Chris Perez honored to pitch for Team USA in World Baseball Classic

The call came, but Chris Perez missed it.

The Holmes Beach native, IMG alum and Cleveland Indians closer was busy moving the day his cell phone rang and Joe Torre was waiting on the other end.

"I hope it's good news," Perez remembered thinking.

The owner of four World Series rings, Torre, as it turns out, isn't above leaving a voice mail.

And once Perez returned it, his fears melted away.

Torre, who will manage Team USA during next month's World Baseball Classic, was calling Perez to tell him he was on the team.

And unlike a large of swath of superstars, Perez didn't turn down the invitation.

He was the one he wanted it to begin with, as soon as the player's association began taking a preliminary head count toward the end of last season.

"I was like, 'Yes, I'd love to play,'" Perez said. "It's a great game, and we invented it."

It's understandable why some of the sport's biggest names have waved away Torre's request to play for Team USA, which will come together in early March at the Colorado Rockies' spring training complex in Salt River Flats, Ariz.

Spring training is all about easing into a routine; the World Baseball Classic is all about playing to win in mid-March. And while teams aren't permitted to prevent a player from participating in the WBC, it isn't always the easiest thing to go against the guy who signs your paycheck, especially when said paycheck could easily put a few dozen twins through college.

Perez, however, never thought twice about playing.

He wants to represent

his country, which hasn't made it past the semifinals during the first two WBCs.

"It's kind of a black eye," Perez said of Team USA's previous performances. "Also, it's an honor to be selected. It's what you've worked your whole life for. When I played in college, I wanted to be one of the best in college. When I played in the minors, I wanted to be one of the best in the minors. And now that I'm a major leaguer, I want to be one of the best in the majors. And this kind of validates that."

In preparation for playing competitive games rather than easy-as-Sunday-morning Cactus League contests, Perez began throwing a couple of weeks early in attempt to round into the guy who has produced 98 saves and two All-Star team selections during the past three years.

"I wanted to make sure I'm closer to midseason form, and I feel stronger because of it," Perez said. "I'm not concerned about wearing down later in the year. I hope I don't.

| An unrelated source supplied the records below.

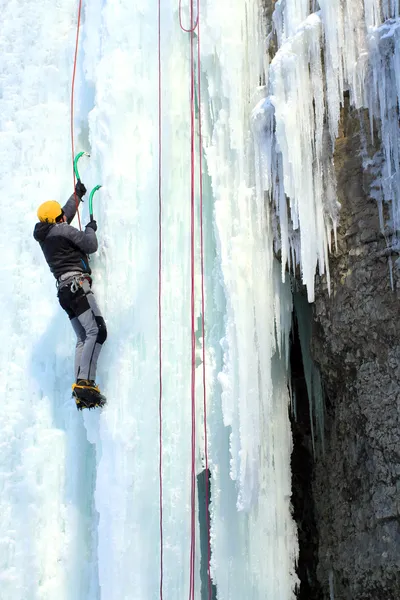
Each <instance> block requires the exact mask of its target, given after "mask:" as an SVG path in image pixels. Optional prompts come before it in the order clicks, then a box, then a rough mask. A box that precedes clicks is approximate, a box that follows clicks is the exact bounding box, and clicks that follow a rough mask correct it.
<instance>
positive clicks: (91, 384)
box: [72, 379, 106, 410]
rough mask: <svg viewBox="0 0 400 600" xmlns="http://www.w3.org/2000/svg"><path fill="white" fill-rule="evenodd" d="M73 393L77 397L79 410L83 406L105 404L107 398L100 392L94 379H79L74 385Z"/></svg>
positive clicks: (93, 405) (99, 390) (94, 406)
mask: <svg viewBox="0 0 400 600" xmlns="http://www.w3.org/2000/svg"><path fill="white" fill-rule="evenodd" d="M72 395H73V397H74V398H75V402H76V407H77V409H78V410H82V409H83V408H89V409H90V408H96V406H100V407H101V406H104V404H105V403H106V398H105V396H103V395H102V394H101V393H100V389H99V387H98V386H97V385H96V383H95V382H94V381H92V380H87V379H78V381H77V382H76V383H74V384H73V385H72Z"/></svg>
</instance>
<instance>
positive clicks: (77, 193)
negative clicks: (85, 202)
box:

But right now, I'm feeling fine."

He's ready to wear USA across his chest, ready to play for a manager likely to land in the hall of fame and ready to help the United States take back ownership of the game we proudly call our own.

It's big-time baseball in the middle of spring.

Perez is ecstatic to be a part of it.

Given how some of baseball's other guys have reacted to the WBC, that's good news, too.